Recent functional MRI studies have further confirmed a cerebellar representation of non-motor functions and functional connectivity with cerebral cortical non-motor areas (37–39).

Level of Evidence and Limitations

Despite the systematic approach and the strict selection of papers, this study offers a level 3a evidence according to the Oxford Centre for Evidence-Based Medicine. The minus refers to the large heterogeneity of the studies included in the meta-analysis. This is largely due to the fact that test procedures were not described in detail, lacking information on test duration and measure units. This explains the large variability in test results (for example, Stroop scores of 98.96 in Hokkanen et al. versus 41.1 in Neau et al. may implicate a longer test duration or even repeated testing by Hokkanen et al.) (23, 24). This large variability in test results culminates in the obvious heterogeneity and may have influenced the results of our meta-analysis. Further, this is a small meta-analysis including few studies, and although common in Medicine, results should always be interpreted with caution (40).

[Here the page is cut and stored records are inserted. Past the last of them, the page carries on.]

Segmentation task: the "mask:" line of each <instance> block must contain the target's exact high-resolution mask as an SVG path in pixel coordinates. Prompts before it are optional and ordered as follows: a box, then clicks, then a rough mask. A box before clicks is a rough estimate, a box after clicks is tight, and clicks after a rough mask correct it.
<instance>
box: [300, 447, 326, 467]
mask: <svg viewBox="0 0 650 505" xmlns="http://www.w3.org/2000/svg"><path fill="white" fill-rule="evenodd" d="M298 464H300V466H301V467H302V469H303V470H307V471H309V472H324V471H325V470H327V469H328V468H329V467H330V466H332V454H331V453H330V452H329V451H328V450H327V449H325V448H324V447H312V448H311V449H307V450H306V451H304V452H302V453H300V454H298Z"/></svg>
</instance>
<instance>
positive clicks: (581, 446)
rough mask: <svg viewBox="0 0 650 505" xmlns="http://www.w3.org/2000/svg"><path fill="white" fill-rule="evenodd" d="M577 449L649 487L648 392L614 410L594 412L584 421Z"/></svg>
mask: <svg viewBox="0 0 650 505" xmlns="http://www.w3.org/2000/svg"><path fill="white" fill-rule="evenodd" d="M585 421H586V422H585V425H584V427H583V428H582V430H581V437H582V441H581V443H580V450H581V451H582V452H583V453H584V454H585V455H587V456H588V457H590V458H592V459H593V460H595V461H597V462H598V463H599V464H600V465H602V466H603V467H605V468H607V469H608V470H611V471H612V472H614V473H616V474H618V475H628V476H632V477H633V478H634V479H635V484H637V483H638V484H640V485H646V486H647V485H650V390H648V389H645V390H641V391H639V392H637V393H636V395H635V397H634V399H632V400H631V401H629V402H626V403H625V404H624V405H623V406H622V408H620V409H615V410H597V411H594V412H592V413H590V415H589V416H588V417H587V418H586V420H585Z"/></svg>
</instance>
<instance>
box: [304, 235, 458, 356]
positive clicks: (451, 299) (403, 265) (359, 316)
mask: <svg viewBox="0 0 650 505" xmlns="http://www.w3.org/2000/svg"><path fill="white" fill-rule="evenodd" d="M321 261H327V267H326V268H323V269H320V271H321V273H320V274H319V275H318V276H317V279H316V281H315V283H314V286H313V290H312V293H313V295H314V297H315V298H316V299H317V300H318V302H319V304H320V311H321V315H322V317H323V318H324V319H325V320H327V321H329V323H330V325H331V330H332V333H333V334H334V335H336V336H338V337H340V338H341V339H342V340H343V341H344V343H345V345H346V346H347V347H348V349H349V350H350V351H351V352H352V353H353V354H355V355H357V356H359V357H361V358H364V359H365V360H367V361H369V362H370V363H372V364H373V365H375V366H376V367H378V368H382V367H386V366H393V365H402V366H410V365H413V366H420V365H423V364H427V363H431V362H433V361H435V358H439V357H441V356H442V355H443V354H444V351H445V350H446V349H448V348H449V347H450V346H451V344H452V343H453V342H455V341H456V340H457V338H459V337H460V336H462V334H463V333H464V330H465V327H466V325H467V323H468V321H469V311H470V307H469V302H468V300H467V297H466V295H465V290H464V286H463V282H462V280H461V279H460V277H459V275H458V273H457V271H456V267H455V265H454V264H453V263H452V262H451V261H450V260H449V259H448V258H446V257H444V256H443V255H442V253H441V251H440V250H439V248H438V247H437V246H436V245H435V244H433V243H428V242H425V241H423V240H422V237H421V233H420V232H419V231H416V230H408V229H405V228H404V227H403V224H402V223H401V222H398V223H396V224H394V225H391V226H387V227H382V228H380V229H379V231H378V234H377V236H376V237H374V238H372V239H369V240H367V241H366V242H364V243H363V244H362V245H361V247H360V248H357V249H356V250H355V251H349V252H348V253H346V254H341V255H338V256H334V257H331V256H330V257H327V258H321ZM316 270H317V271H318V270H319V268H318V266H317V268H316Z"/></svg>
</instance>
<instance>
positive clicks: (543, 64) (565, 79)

One might argue that there is insufficient evidence for the language domain being affected, as phonemic and semantic fluency tasks reflect executive functioning and semantic memory as well as language (41). Although this meta-analysis does indeed only include phonemic and semantic fluency, there is some evidence for language involvement provided by several other studies that were not included in our meta-analysis due to lower quality (2, 42, 43).

Clinical Importance

Recognizing the CCAS is of paramount importance for education of patients and their families. It may also initiate dedicated rehabilitation programs focusing not only on executive and visuospatial functions and language but also on psychological well-being and social behaviour. Dedicated treatment programs may lead to better quality of life after cerebellar injury. It is therefore important that the CCAS/Schmahmann’s syndrome scale is actually used and that research is continued in this patient population. Future research should aim for a large prospective observational cohort study including patients with isolated cerebellar injury. The incidence of CCAS in this population should be calculated based on Schmahmann’s diagnostic bedside tool and stratified according to cerebellar pathology. Ideally, studies should include modern imaging techniques focusing on cortical perfusion and cortical function in order to further unravel the pathophysiology of this syndrome.